I was going through the neural style transfer program using pytorch and have a doubt in the usage of view in the init method of the Normalization class. Just before this class we defined

cnn_normalization_mean = torch.tensor([0.485, 0.456, 0.406]).to(device)
cnn_normalization_std = torch.tensor([0.229, 0.224, 0.225]).to(device)

And inside the __init__method were the lines

self.mean = torch.tensor(mean).view(-1, 1, 1)
self.std = torch.tensor(std).view(-1, 1, 1)

Why did we reshape them as wouldn’t broadcasting take care of it?
My current understanding is that each of the three numbers in the tensors defined above are supposed to normalize a single dimension (one each for height, width and classes), is this okay?

It might be a bit silly, but I’m having a hard time getting an intuition in 3D. Any help will be much appreciated, thanks!

Edit:
The complete init method is

def __init__(self, mean, std):
        super(Normalization, self).__init__()
        # .view the mean and std to make them [C x 1 x 1] so that they can
        # directly work with image Tensor of shape [B x C x H x W].
        # B is batch size. C is number of channels. H is height and W is width.
        self.mean = torch.tensor(mean).view(-1, 1, 1)
        self.std = torch.tensor(std).view(-1, 1, 1)

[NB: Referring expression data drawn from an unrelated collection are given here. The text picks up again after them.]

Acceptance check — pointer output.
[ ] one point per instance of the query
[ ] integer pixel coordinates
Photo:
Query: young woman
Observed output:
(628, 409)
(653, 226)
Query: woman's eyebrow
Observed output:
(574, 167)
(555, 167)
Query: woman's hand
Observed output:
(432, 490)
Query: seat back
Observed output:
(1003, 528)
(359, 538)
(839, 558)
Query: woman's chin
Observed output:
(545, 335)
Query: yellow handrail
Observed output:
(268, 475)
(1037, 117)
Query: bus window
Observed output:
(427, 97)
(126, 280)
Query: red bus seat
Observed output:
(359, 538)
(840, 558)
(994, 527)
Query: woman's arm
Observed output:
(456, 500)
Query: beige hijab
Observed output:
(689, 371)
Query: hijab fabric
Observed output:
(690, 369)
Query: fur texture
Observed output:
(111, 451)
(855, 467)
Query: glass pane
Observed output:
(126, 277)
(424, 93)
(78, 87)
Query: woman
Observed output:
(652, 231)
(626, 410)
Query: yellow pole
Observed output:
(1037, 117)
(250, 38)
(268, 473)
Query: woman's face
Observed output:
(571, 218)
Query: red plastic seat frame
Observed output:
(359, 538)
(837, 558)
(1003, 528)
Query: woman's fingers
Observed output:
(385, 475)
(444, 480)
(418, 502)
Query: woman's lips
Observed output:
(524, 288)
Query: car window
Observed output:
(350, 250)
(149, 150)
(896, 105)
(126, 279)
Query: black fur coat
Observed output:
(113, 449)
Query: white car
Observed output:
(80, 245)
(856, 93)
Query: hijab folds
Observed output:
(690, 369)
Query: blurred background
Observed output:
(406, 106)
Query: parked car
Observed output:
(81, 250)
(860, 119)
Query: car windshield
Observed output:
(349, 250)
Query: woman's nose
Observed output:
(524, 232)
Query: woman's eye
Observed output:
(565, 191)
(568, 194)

chetan06 · May 3, 2020, 10:58am

Can you provide the complete code within init because saying something without the code seems a bit difficult

thomas-jac · May 3, 2020, 11:00am

Done! Let me know if anything else is needed.

chetan06 · May 3, 2020, 11:09am

For each image they are taking mean and std per channel so that it can be used for normalization. Normalizing the dimensions don’t sound so appropriate actually we normalize the data within each channel or you can say that we normalize the feature map and we do so per channel that’s why its getting a shape like that. Hope you got me.

thomas-jac · May 3, 2020, 11:21am

Ah, that makes sense but I’m not able to figure out how reshaping it in that way allows it to normalize the data within each channel. Could you please illustrate with a small example?

I’m sorry, I’m pretty new to DL and PyTorch and having a bit of difficulty with certain concepts

chetan06 · May 3, 2020, 2:55pm

The answer to your question lies in the code where they have used this mean. Actually there are many ways to write the code. It may be so that this type of reshaped array is being used in there case. You proceed your reading and you will get your answer.

You don’t have to be sorry. Anyone can be stuck and always feel free to share your doubt with the community.